Turn `ObjectStoreLocationProvider` off by default (#1722)
Closes #1721
Otherwise, there's a default behavior change in new 0.9.0 release.
Previous versions will write to `data/`, new version will write to
`data/<hash>/`
diff --git a/pyiceberg/table/__init__.py b/pyiceberg/table/__init__.py
index e625b84..679f74d 100644
--- a/pyiceberg/table/__init__.py
+++ b/pyiceberg/table/__init__.py
@@ -202,7 +202,7 @@
WRITE_PY_LOCATION_PROVIDER_IMPL = "write.py-location-provider.impl"
OBJECT_STORE_ENABLED = "write.object-storage.enabled"
- OBJECT_STORE_ENABLED_DEFAULT = True
+ OBJECT_STORE_ENABLED_DEFAULT = False
WRITE_OBJECT_STORE_PARTITIONED_PATHS = "write.object-storage.partitioned-paths"
WRITE_OBJECT_STORE_PARTITIONED_PATHS_DEFAULT = True
diff --git a/tests/integration/test_writes/test_partitioned_writes.py b/tests/integration/test_writes/test_partitioned_writes.py
index 1e6ea1b..a299036 100644
--- a/tests/integration/test_writes/test_partitioned_writes.py
+++ b/tests/integration/test_writes/test_partitioned_writes.py
@@ -294,13 +294,14 @@
PartitionField(source_id=nested_field.field_id, field_id=1001, transform=IdentityTransform(), name=part_col)
)
- # write.object-storage.enabled and write.object-storage.partitioned-paths don't need to be specified as they're on by default
- assert TableProperties.OBJECT_STORE_ENABLED_DEFAULT
- assert TableProperties.WRITE_OBJECT_STORE_PARTITIONED_PATHS_DEFAULT
+ # Enable `write.object-storage.enabled` which is False by default
+ # `write.object-storage.partitioned-paths` is True by default
+ assert TableProperties.OBJECT_STORE_ENABLED_DEFAULT is False
+ assert TableProperties.WRITE_OBJECT_STORE_PARTITIONED_PATHS_DEFAULT is True
tbl = _create_table(
session_catalog=session_catalog,
identifier=f"default.arrow_table_v{format_version}_with_null_partitioned_on_col_{part_col}",
- properties={"format-version": str(format_version)},
+ properties={"format-version": str(format_version), TableProperties.OBJECT_STORE_ENABLED: True},
data=[arrow_table_with_null],
partition_spec=partition_spec,
)
diff --git a/tests/table/test_locations.py b/tests/table/test_locations.py
index d66bf18..4efa643 100644
--- a/tests/table/test_locations.py
+++ b/tests/table/test_locations.py
@@ -74,7 +74,7 @@
def test_object_storage_no_partition() -> None:
- provider = load_location_provider(table_location="table_location", table_properties=EMPTY_DICT)

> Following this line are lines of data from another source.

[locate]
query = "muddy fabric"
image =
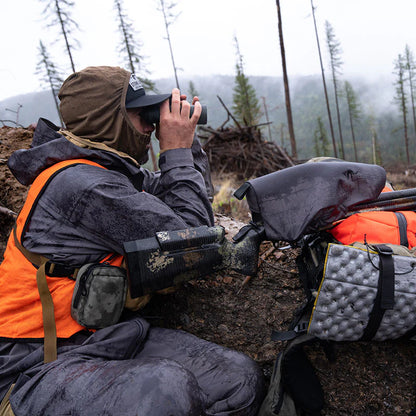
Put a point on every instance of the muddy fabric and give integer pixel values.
(132, 370)
(102, 208)
(92, 104)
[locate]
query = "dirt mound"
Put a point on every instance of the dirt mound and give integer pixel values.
(366, 378)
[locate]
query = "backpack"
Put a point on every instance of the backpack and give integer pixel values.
(359, 278)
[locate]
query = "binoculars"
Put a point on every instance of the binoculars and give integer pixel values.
(151, 114)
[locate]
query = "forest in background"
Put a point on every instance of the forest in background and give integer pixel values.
(379, 113)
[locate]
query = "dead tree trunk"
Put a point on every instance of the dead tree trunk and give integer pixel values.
(286, 84)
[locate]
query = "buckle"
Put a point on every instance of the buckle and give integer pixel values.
(58, 270)
(383, 249)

+ provider = load_location_provider(table_location="table_location", table_properties={"write.object-storage.enabled": "true"})

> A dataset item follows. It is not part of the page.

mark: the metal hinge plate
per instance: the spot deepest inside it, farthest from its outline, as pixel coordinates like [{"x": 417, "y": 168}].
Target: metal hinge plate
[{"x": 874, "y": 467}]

location = provider.new_data_location("test.parquet")
parts = location.split("/")
@@ -111,6 +111,7 @@
provider = load_location_provider(
table_location="table_location",
table_properties={
+ "write.object-storage.enabled": "true",
"write.object-storage.partitioned-paths": "false",
},
)
@@ -131,7 +132,7 @@
],
)
def test_hash_injection(data_file_name: str, expected_hash: str) -> None:
- provider = load_location_provider(table_location="table_location", table_properties=EMPTY_DICT)
+ provider = load_location_provider(table_location="table_location", table_properties={"write.object-storage.enabled": "true"})
assert provider.new_data_location(data_file_name) == f"table_location/data/{expected_hash}/{data_file_name}"
@@ -139,7 +140,10 @@
def test_object_location_provider_write_data_path() -> None:
provider = load_location_provider(
table_location="s3://table-location/table",
- table_properties={TableProperties.WRITE_DATA_PATH: "s3://table-location/custom/data/path"},
+ table_properties={
+ "write.object-storage.enabled": "true",
+ TableProperties.WRITE_DATA_PATH: "s3://table-location/custom/data/path",
+ },
)
assert (